This is the second post in a series What Story Teaches Us. In the first post I talked about how we learn to see. In this post I expand on the idea of seeing, where we learn to behold.

They stomp on short and shorter limbs in a row of nativity. One. Two. Three. Four. Five. Six of seven nieces. We drape the scarves in robes and wrap in silky strands over hair for the regal flair of the girls who We Three Kings From Orient Are. We gaze towards the center of our living O Little Town of Bethlehem and a baby doll who acts the part of Jesus. Our Mary has a tender hold on Immanuel. And we all feel the pulsing beat of a God who is indeed with us.
There are no rehearsals. Simply the desire to wrap it all special. We line the beige of walls in a rehabilitation center’s community room. It’s mama’s temporary home as she undergoes radiation, learns to write with her left hand and walk again. Rods and pins replace bones eaten by cancer in her right arm and hip. There is no medical prognosis that extends her life past months. Miracles are real and the Babe in a Manger, high and holy, meek and lowly, beckons us to behold. It is the hope born of a night long ago and how we now trust the fullness that came from this one frail infant boy. This is what keeps us and mama tight and secure, beyond a stretching of days into next Advent.
This is the Christmas when Noel becomes altogether new. I am 27 and love to give, but still delight in receiving. Yet, what gift, in all the world, can fill our hearts split wide in the gaping cavern of grief?
Only Him.
It is only His life slipping out messy on the waft of manure. The beholding of promise fulfilled through millennia and culture and countless places of the tragedy of a world gone wrong. In all times and places ‘the hopes and fears of all the years are met in Him tonight.’ For, it is the night of our waning hope and the full day of our rising fear in the coming absence of this family’s living, breathing heart that meets us in the dark hollowed of this year.
And here is where story teaches us to behold beyond the times and circumstances of these days. This Christmas. Remembering, searching the path of all gone before is our only true hunt for the strength to keep living into next Christmas and all that will come after

Behold the broken Beauty & messy Majesty all the more hope-filled for the weight of time. He is our Dawn. #theGreatestGift
— Abigail Alleman (@abbyalleman) December 17, 2014

We behold the holy night where ‘yonder breaks a new and glorious morn.’ And mama’s story and ours shows the messy surroundings where the new day strains to be born. We remember her exhaustion of too much preparation to make it all special. We see her snipping at papa for the crooked tree he hasn’t, yet, in all the many Christmases learned to put straight. There’s the dollar store presents that sparkle of love, but we wish mama knew she didn’t have to run weary to get us things. There’s the Eve of Christmas when the pipes freeze on the farm and we run wild with extension cords and hair dryers to thaw. 

It’s always been a broken beauty, a messy majesty, ringing around thin-paper wrapping of presents and a crooked tree.It’s how together and home really are in the true beholding that comes with story. And though the pain is profound, this Christmas is not one solitary eclipse of the twinkling bright stringing year to year. More Christmases with mama is not that ‘yonder breaking’.  Our story reveals it is our journey, as Advent rounds to Advent, to behold more of the broken Beauty, and messy Majesty all the more hope-filled for the weight of time. He is our Dawn.

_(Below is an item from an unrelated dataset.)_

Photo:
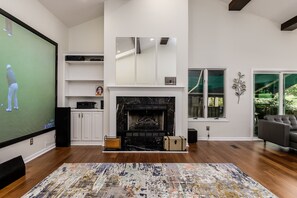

Story teaches us, especially at Christmas-time, there is ever the greater, better, before our waiting, wandering eyes. All our yearning strains in humble chords of love and loss for the Story of the Babe in a Manger. It is only here we find an unyielding resilience, where all of the world’s and our years’ of hopes and fears forever meet…tonight. 

May your story, in all its broken beauty, lead you through the dark places and to beholding of Majesty born into the Mess of wafting manure and rough-hewn feed trough.  May hope heal and faith overcome fear. This is the prayer I pray for you, friend, out of the gift of Immanuel as I, too, struggle to prepare Him room.